More so, that kind of accountability will force the political players to instill in their supporters a sense of respect for the rule of law, allow the security forces to realize their constitutional mandate and desist from operating like militias and political commissars of rogue political leaders.

Zimbabwe is currently littered with numerous cases of impunity because of the total disregard for the rule of law that is supported by the country’s ruling party and in order to return to law and order there is need for those responsible for gross human rights violations to account to the justice system in order to heal those whose fundamental rights as protected by the law were violated.

It can be argued that beyond taking criminal proceedings against human rights violators in the country, in order to promote reconciliation not the one Mugabe promoted in 1980 which was not statute based but rhetorical, a truth commission which strives to investigate past human rights abuses; provide an official forum where victims of ZANU PF and security forces abuses and perpetrators alike can tell their stories and offer evidence and to prepare an authoritative report that documents the events, makes conclusions and suggests ways in which similar abuses and atrocities can be avoided in future.

The findings and recommendations of such a body should be made public.

Any post- Mugabe truth commission should make recommendations for reparations to be given to the victims of state organized murders, violence and abuses which must take the form of cash payments, pensions, free access to health care and psychiatric treatment, or public memorials and national remembrance days. But beyond that, efforts should be made to seek compensation from the perpetrators such as senior government and ruling party officials and security forces rather than relying on the government alone.

Even if amnesty could be exercised, as in the case of South Africa, it should be conditional. In order to foster a democratic society, no person should be given amnesty unless he or she applies for it, makes a full disclosure of the crimes, and establishes that the crimes were committed with a political objective. In this regard, wrongdoers and hardliners within the political establishment in Zimbabwe who fail to follow this course should be prosecuted.

It is argued that for amnesty to be legally valid amnesty must be adopted by democratic bodies in the case of Zimbabwe; Parliament should be allowed to exercise that role. Self established amnesty by a lawless government such as the one in Zimbabwe which is the critical player in the allegations of human rights violations would not be valid.

 If Zimbabwe is to return to democratic legitimacy, any new government or political order after Mugabe should further respond to human rights violations by adopting laws which bar certain categories of former government officials and party members from public employment.
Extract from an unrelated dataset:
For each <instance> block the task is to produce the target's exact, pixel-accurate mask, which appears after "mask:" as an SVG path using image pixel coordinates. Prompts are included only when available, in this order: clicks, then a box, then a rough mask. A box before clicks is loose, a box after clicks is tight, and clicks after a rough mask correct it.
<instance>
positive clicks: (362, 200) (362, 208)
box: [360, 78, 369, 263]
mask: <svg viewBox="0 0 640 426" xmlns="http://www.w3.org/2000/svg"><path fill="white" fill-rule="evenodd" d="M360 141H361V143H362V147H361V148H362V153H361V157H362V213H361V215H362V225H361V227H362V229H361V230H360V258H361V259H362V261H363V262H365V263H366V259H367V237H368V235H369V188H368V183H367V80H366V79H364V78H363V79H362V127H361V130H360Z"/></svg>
Such measures will not be new to Zimbabwe; they have worked well in post-communist governments in Europe and Latin America.

 A successful transition to democracy demands the removal from public institutions of individuals who may have taken part in violating human rights.

In order for such issues to take hold, Zimbabwe must have a new people driven constitutional order that respects the fundamental freedoms of its people. In this regard, civil society organizations should work together to realize this ideal by continuously working with other pro-democracy groups to democraticize Zimbabwe beyond the current political arrangement between the three political parties.